Discourse coherence machinery (preserved from v1)¶
- Shared discourse subject (
_pick_discourse_subjects): top-N nsubj candidates from probe; one paragraph per subject for diversification. - Pronoun coref: sentences 2..N substitute "it"/"they" for the discourse subject (existing
_pronoun_forhelper). - Subject-verb agreement:
realize()already handles plural-aware conjugation. - Discourse markers: keep the existing list of paragraph-initial discourse markers ("Then,", "After that,", "Finally,") — apply to sentences 2..N at random per paragraph for variety.
- Subject variety:
_diversify_by_subjectreturns top-K paragraphs with distinct discourse subjects.
These are cheap, true, and uncontroversial. The reranker handles the harder coherence questions (semantic flow, topical drift).
Scope¶
In scope:
- New pair_driven.resolve_multopp_join (or in pair_driven.py)
- New paragraph_solve (or replace paragraph_csp.solve_paragraph body)
- Multopp constraint dispatch + paragraph realization
- Minpair/Maxopp paragraph integration (carried by 1 sentence)
- Preserve coherence machinery (subject, coref, agreement, markers, variety)
- Tests for paragraph behavior
Out of scope: - Reranker (PHON-107) - Productionization (PHON-109) - Frontend (PHON-110) - Verb-chain semantic coherence (deferred — reranker's job)
Migration plan¶
-
Survives unchanged:
pair_driven.solve(),pair_driven.resolve_contrastive_join,pair_driven.resolve_per_slot_allow_sets,pair_driven.select_host_skeletons,verb_candidates.compute_verb_candidates,skeleton_csp.realize/SkeletonShape/parse_arg_structure,_load_pairs_for_request. -
Gets retired:
paragraph_csp.solve_paragraphbody (replaced);ParagraphSpec.verbsfield;_solve_sentence(replaced bypair_driven.solve(locked_slots=...)). -
Gets rewritten:
paragraph_cspbecomes a thin wrapper overpair_driven.solve()with discourse-coherence orchestration. -
Tests:
paragraph_csptests rewritten for the new architecture.test_pair_driven_solve.pyextended with multopp tests (similar shape to minpair tests). -
Branch: continues
feature/csp-iterationafter PHON-112; no PR until PHON-109 productionization.
Risks¶
- Multopp join cost: N+1 way self-join on selectional could be expensive. Mitigation: pre-filter sel by
filler IN union(substitute_words, *target_words)first; the union is typically <1K words. Group-by + cardinality check is then on a small frame. Likely <100ms. - Cartesian explosion in non-multopp paragraphs: K^N candidate paragraphs for K per-sentence × N sentences. K=4 N=3 = 64 fine; K=8 N=5 = 32K rough. Default
per_sentence_top_k=4andn_sentences=3keeps it bounded; expose both as kwargs so callers can opt in to bigger search. - Pronoun coref on minpair: if minpair carries a pair word in nsubj, the paragraph's discourse subject might overlap with the pair → pronoun substitution becomes ambiguous. Disable coref for sentences whose subject = pair word; handle as edge case.

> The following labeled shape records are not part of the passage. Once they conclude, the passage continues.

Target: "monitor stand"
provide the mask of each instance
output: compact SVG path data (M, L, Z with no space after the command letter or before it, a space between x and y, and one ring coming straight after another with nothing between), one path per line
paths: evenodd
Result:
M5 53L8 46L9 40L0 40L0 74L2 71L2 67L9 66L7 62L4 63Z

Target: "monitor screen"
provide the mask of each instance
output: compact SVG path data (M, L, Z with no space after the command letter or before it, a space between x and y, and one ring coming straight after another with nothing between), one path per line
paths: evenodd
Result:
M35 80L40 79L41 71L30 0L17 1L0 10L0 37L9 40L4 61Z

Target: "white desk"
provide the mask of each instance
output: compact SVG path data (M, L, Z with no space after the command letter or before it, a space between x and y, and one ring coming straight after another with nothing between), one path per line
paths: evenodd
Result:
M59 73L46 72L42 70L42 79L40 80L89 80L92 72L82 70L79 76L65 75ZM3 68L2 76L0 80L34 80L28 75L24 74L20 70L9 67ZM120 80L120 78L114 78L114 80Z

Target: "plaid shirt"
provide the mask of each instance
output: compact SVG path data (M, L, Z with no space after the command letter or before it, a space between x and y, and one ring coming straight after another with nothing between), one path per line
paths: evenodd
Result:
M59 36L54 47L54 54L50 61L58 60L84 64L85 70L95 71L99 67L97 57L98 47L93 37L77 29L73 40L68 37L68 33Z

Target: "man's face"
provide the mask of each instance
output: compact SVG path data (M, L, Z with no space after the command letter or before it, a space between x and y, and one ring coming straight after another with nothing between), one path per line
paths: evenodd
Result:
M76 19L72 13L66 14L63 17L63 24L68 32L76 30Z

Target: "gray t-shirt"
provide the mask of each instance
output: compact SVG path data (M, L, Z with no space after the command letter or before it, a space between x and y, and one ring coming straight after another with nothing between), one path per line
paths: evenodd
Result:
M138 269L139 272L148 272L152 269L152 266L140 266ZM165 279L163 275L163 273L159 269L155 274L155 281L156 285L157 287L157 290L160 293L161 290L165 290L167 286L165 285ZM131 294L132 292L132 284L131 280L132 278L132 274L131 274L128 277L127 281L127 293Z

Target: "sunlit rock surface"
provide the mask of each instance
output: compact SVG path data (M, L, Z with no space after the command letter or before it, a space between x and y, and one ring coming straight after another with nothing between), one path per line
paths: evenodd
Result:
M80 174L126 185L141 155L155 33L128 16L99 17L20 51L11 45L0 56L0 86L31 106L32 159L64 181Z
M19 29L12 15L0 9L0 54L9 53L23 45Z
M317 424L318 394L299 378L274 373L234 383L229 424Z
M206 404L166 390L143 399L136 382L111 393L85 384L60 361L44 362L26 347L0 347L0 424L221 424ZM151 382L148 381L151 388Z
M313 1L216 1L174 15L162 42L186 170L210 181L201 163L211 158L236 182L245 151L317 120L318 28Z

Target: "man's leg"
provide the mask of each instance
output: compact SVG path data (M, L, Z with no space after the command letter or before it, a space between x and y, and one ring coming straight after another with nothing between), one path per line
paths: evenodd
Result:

- Discourse subject = pair word: if
_pick_discourse_subjectsreturns a word that's also in the pair, coref handling needs to know. Keep the existing logic but flag this state.
Open questions¶
- What's the default
n_sentences? Spike used 3-tuple verb chains (chase/sit/eat). Default 3 is reasonable. User can pass higher. - Where does Minpair/Maxopp's contrast land? First sentence by default; future could expose
contrast_position: int = 0to the constraint orparagraph_solve. - Should we expose verb chains as an opt-in? A future user might want explicit verb chains for clinical scripting. Keep API minimal in v1; add
verb_chain: list[str] | None = Nonelater if demand is real.
Self-review¶
- [x] All decisions concrete: API signature, multopp join shape, constraint dispatch.
- [x] No "TBD" / placeholder language.
- [x] Internal consistency:
WordStorecarries pairs_df + sel_df throughout; constraint dispatch table covers all 7 constraint types; minpair/maxopp paragraph behavior consistent with PHON-112's single-sentence behavior. - [x] Scope: paragraphs only; reranker stays out (PHON-107); productionization stays out (PHON-109).
- [x] Ambiguity:
n_sentencesis overridden by multopp'sn_targets + 1; documented.